To be sure, cruelty from those you counted as friends or at least fellow Christians can be devastating. But it was remarkable that even in a conversation ostensibly about belief, the focus was on experiences. I was sympathetic to his plight, but convinced that, even if everything he had said about his former tribe was true, he had essentially subordinated the search for what’s true beneath the search for what’s pleasant.
Personal Pragmatism
When someone talks about why they’ve changed their convictions about something, they increasingly refer to negative experiences more often than persuasive arguments. Just in the last few months, I’ve seen prominent figures change denominations and talk more about the unkind or foolish people in their old tradition than about the new biblical evidence pushing them toward new convictions about baptism or polity.
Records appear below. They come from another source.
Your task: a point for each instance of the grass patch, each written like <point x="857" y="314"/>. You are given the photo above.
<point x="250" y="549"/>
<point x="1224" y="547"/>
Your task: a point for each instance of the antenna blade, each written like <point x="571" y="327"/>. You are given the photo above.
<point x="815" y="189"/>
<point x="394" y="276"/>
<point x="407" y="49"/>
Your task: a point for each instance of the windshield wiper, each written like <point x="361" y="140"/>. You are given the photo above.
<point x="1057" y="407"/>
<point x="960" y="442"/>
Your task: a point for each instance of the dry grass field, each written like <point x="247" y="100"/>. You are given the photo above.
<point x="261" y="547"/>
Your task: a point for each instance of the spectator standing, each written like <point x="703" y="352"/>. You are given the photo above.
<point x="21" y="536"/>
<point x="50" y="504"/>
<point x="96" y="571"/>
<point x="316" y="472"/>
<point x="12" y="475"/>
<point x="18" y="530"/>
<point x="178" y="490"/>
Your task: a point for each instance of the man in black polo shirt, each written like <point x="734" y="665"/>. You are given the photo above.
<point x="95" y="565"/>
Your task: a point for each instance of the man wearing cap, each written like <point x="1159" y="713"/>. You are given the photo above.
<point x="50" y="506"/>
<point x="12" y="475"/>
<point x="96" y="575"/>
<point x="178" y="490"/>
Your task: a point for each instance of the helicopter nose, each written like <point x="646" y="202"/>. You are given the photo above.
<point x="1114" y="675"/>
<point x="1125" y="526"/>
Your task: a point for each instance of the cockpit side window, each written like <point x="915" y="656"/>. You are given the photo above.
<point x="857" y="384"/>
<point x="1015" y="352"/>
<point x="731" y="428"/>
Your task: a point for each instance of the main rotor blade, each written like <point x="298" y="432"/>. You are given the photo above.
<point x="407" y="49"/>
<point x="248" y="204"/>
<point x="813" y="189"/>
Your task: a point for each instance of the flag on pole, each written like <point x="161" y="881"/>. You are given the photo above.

I’ve seen writers announce major theological shifts on crucial topics like sexuality and gender, and more or less admit that the Scriptural truthfulness of their new beliefs is less urgent to them than the niceness of people who hold their new belief and the meanness of the people who still hold the old belief.
This is often described as a symptom of tribalism. There’s truth in that, but at a deeper level, it’s an expression of pragmatism—the kind that has often been a defining feature of American Christianity.
When a person’s beliefs shift after being presented with new evidence or arguments, the shift tends to relocate this person into a different social setting. But the dynamic I am describing occurs when a person relocates into a different social context, and changed beliefs follow. It’s not so much about losing faith in a creed, but losing faith in somebody. There’s a growing tendency to then identify the person in whom we have lost faith as the sum total of their beliefs, and change our thinking accordingly. “Because X person did Y bad thing, this must mean X person was wrong about Z idea.”